Cela bouge également du côté de chez Thot. Après avoir élégamment repris le « What Shall We Do Now? » de Pink Floyd à l’automne, Grégoire Fray débarque le 11 février prochain avec un nouvel EP sous le bras, « Méandres ». Sur « Euphrate », plage d’intro et premier single, il déclame avec conviction son texte en français sur des beats électro-indus. On pense aux Young Gods, en tout cas jusqu’à l’apparition, ni plus ni moins, du Mystère des Voix Bulgares dont les prouesses vocales envoient le titre dans une autre dimension. Une manière habile de faire le lien entre « Fleuves » (2017) et « Delta », le futur album dont on ne connaît pas encore grand-chose. Un coin du voile sera peut-être levé le 7 février à la Maison de la Création de Neder-over-Heembeek, où le groupe ponctuera une résidence par deux concerts gratuits (19h et 20h30). Réservation par mail à accueilnoh@maisondelacreation.org. Quant à « Méandres », il est à précommander sur la page Bandcamp de Thot.

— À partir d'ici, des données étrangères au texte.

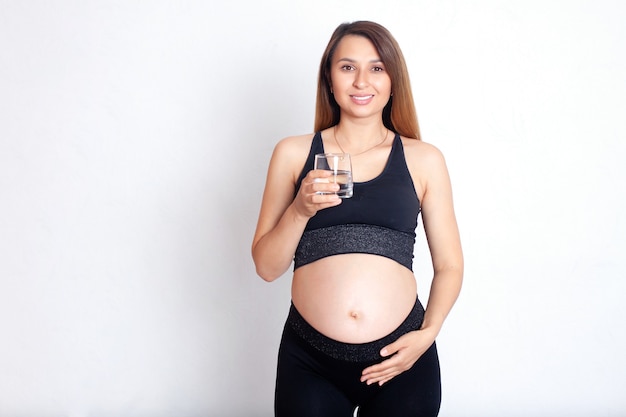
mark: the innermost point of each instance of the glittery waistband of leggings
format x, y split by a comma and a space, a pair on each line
352, 352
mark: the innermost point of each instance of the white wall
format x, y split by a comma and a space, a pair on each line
134, 140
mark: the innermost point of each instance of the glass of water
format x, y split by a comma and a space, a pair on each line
341, 167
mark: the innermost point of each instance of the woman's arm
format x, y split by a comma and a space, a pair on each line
282, 218
432, 182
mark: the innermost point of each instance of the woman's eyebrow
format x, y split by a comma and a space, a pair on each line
373, 61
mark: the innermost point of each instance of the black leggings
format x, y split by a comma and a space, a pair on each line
320, 377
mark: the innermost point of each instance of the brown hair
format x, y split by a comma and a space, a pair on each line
399, 114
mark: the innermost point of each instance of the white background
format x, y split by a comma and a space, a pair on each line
134, 142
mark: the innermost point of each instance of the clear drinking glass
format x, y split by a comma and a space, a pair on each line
341, 167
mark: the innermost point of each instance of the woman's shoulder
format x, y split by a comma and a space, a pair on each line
420, 151
295, 143
291, 152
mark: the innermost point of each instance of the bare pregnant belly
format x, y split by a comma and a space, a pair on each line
354, 298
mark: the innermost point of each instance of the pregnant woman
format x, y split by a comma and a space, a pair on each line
357, 334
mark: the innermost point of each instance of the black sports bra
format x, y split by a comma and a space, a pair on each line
380, 218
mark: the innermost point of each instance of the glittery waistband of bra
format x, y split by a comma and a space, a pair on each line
355, 238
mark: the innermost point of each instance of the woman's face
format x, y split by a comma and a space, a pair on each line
360, 83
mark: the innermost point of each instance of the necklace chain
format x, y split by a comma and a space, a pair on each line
362, 152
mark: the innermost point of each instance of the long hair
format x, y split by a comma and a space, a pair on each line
399, 114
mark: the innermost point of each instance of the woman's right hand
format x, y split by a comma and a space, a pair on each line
316, 193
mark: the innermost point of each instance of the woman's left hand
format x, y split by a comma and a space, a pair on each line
407, 349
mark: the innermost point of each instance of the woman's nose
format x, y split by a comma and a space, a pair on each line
360, 80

Rappelez-vous, en octobre 2020, The Blank Agains avaient présenté quelques nouveaux titres sur la scène du Petit Chapeau Rond Rouge à Etterbeek. Il s’agissait d’un de leurs premiers concerts après plusieurs années d’absence. La suite a malheureusement tourné court avec l’instauration d’un couvre-feu et la fermeture de la culture pour une durée indéterminée quelques jours plus tard. Il en fallait toutefois plus pour saper le moral de Yann Luyckfasseel et de ses comparses qui ont mis ce temps à profit pour se concentrer sur la composition et le travail de studio. Résultat, une grosse année plus tard, c’est un EP digital de quatre titres, « Songs From The Past » qui voit le jour. Quatre titres tout à fait inédits qui se baladent entre shoegaze, indie et dream pop. Sans surprise, les influences des Stone Roses et de Ride ne sont pas loin (l’efficace « A Song For No One ») même si elles sont judicieusement édulcorées via des nappes synthétiques (« Gunslinger ») qui renvoient presqu’à une version britpop de Grandaddy (« Past Faces »). Plus surprenantes encore, les harmonies vocales du bien nommé « New Horizon » qui éloignent le groupe de sa zone de confort. Un contre-pied pour le moins réussi.

En pleine tournée anniversaire de « Darklands » (qui s’arrêtera au Trix le 22 juin), The Jesus And Mary Chain déménagent. Ils viennent en effet de signer chez Fuzz Club, dynamique label indie londonien actif depuis 2012 et qui, rien que l’an dernier, nous a balancé une tripotée de plaques essentielles parmi lesquelles The Underground Youth, Veik, New Candys et 10.000 Russos. Les frères Reid travaillent actuellement sur leur prochain album mais les première sorties sur leur nouvelle maison regarderont dans le rétroviseur avec la réédition de « Damage And Joy », leur recommandable plaque de 2017 qui, outre un tracklisting alternatif, présentera quelques inédits. Il sortira le 22 avril, tout comme « Live At Barrowland », un album enregistré en novembre 2014 à Glasgow pendant la tournée revival de leur classique « Psychocandy ». Au programme, outre les quatorze pépites sombres et noisy qui en sont extraites, sept titres bonus issus de leur large back catalogue joués ce soir-là. N’hésitez pas à précommander les objets, Fuzz Club a conclu un deal qui permet aux clients de payer la TVA lors de la commande en Angleterre et d’ainsi éviter les frais de dédouanement qui plombent les factures depuis le Brexit.

On termine sur une note tristounette puisque les fêlés Japonais chevelus de Kikagaku Moyo ont décidé de mettre un terme à leur aventure. Mais avant de ranger leurs amplis au placard, ils publieront un dernier album chez Guruguru Brain en mai qu’ils présenteront lors d’une douzième et ultime tournée européenne. C’est donc le Botanique qui aura l’honneur de les voir tirer leur révérence le lundi 13 juin dans une Orangerie que l’on imagine déjà bouillonnante. Leurs prestations appliquées, fougueuses et psyché nous manqueront. Ne traînez pas, les places se vendent comme des petits pains aux quatre coins du vieux continent (et même au-delà…).